I’m thankful that I’m still alive, and that Julian is still alive, though our condition is provisional and subject to change. (Of course no mortal creature “knows the hour or the day,” but we’re unusual in being surrounded by Dutch infantrymen eager to hasten the unwelcome terminal event.) I’m thankful that despite my absence life goes on much as it always has in Williams Ford and in every other such simple place within the broad borders of the American Union. I’m even grateful for the cynical Philosophers, grimy Tipmen, pale Aesthetes, corrupt Owners, and feckless Eupatridians who throng the streets of the great City of New York—or anyway grateful that I had the chance to see them at close proximity.
I’m thankful for my daily ration, though it shrinks from day to day.
THURSDAY, NOVEMBER 17, 2174
Today our troops overran a Mitteleuropan trench which had been dug too close to our lines. Five captives were taken, and in an act of Christian charity they were allowed to live, though it will diminish our own supplies to feed them. Julian hopes they might be traded for American prisoners already in Dutch hands—he has sent that suggestion by flag-of-truce to the Dutch commander, but as yet no reply has been received.

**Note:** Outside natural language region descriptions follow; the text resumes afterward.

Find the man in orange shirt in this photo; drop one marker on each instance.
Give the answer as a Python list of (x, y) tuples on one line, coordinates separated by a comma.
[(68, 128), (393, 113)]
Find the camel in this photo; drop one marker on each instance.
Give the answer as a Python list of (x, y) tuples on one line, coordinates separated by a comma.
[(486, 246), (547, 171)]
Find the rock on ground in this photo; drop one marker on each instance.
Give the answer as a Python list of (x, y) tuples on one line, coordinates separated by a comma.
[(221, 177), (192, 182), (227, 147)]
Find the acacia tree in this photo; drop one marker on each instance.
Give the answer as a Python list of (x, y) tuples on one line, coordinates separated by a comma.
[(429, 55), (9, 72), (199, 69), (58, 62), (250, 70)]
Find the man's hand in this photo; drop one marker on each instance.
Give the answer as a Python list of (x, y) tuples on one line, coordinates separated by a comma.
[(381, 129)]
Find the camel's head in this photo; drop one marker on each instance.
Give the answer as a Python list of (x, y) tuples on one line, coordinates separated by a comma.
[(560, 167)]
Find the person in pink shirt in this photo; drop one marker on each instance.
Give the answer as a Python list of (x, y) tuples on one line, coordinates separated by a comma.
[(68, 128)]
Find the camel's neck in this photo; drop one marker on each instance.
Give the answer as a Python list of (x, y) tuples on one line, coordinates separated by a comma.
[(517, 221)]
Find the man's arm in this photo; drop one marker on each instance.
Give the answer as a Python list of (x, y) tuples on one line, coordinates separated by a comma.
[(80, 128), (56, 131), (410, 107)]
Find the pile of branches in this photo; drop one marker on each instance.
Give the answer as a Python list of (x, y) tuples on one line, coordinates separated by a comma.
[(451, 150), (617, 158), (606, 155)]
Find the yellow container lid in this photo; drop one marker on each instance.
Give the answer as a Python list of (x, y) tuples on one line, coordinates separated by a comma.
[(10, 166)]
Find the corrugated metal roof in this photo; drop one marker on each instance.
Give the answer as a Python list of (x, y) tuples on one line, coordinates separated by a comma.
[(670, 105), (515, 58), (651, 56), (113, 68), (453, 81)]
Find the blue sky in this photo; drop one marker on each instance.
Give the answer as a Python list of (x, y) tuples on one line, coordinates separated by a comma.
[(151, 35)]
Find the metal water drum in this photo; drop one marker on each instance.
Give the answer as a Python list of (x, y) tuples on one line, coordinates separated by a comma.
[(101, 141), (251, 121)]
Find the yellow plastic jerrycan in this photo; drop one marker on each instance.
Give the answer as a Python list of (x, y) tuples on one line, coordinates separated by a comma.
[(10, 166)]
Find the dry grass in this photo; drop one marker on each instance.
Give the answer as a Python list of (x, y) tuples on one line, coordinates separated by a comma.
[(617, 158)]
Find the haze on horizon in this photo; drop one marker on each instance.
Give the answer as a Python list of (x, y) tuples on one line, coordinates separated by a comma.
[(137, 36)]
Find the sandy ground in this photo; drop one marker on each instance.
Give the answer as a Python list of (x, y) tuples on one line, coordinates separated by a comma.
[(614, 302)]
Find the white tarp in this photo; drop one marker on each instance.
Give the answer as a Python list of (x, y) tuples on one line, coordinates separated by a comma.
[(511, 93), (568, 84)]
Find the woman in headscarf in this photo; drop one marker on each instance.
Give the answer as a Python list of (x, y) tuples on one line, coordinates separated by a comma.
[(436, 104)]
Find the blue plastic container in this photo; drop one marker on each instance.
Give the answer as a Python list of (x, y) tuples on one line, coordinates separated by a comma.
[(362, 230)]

I went to see the captives as they were being interrogated, in part to satisfy my curiosity about the enemy, whom I know only as faceless combatants and as the authors of incomprehensible letters. Only one of the men spoke English; the other four were questioned by a Lieutenant who has some Dutch and German.
The enemy soldiers are gaunt, stubborn men. They offer little more than their own names, even under duress. The exception to this is the single English-speaker—a former British merchant sailor, conscripted out of a barroom in Brussels while he was insensible with drink. His loyalties are mixed, and he doesn’t mind giving estimates of the enemy’s strength and positions.
He said the Dutchmen were confident that they would prevail in the siege. They were cautious about initiating any attack, however, for rumors of the (unfortunately imaginary) Chinese weapon have reached them. The prisoner said there was no detailed information concerning this weapon, [Nor could there have been.]but speculation about its nature suggested something profoundly deadly and unusual.